I was wondering if anyone has a list of data compression algorithms. I know basically nothing about data compression and I was hoping to learn more about different algorithms and see which ones are the newest and have yet to be developed on a lot of ASICs.
I'm hoping to implement a data compression ASIC which is independent of the type of data coming in (audio,video,images,etc.)
If my question is too open ended, please let me know and I'll revise. Thank you
There are a ton of compression algorithms out there. What you need here is a lossless compression algorithm. A lossless compression algorithm compresses data such that it can be decompressed to achieve exactly what was given before compression. The opposite would be a lossy compression algorithm. Lossy compression can remove data from a file. PNG images use lossless compression while JPEG images can and often do use lossy compression.

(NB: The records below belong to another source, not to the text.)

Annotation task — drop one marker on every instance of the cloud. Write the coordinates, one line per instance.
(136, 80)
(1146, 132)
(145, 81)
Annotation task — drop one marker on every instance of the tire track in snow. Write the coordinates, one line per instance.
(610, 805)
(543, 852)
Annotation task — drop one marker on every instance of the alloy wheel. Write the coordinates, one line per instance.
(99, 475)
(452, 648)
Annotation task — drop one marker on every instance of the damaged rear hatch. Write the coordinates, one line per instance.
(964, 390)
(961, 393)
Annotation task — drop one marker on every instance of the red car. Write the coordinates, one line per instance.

Some of the most widely known compression algorithms include:
RLE
Huffman
LZ77
ZIP archives use a combination of Huffman coding and LZ77 to give fast compression and decompression times and reasonably good compression ratios.
LZ77 is pretty much a generalized form of RLE and it will often yield much better results.
Huffman allows the most repeating bytes to represent the least number of bits.
Imagine a text file that looked like this:
aaaaaaaabbbbbcccdd
A typical implementation of Huffman would result in the following map:
Bits Character
0 a
10 b
110 c
1110 d
So the file would be compressed to this:
00000000 10101010 10110110 11011101 11000000
^^^^^
Padding bits required
18 bytes go down to 5. Of course, the table must be included in the file. This algorithm works better with more data :P
Alex Allain has a nice article on the Huffman Compression Algorithm in case the Wiki doesn't suffice.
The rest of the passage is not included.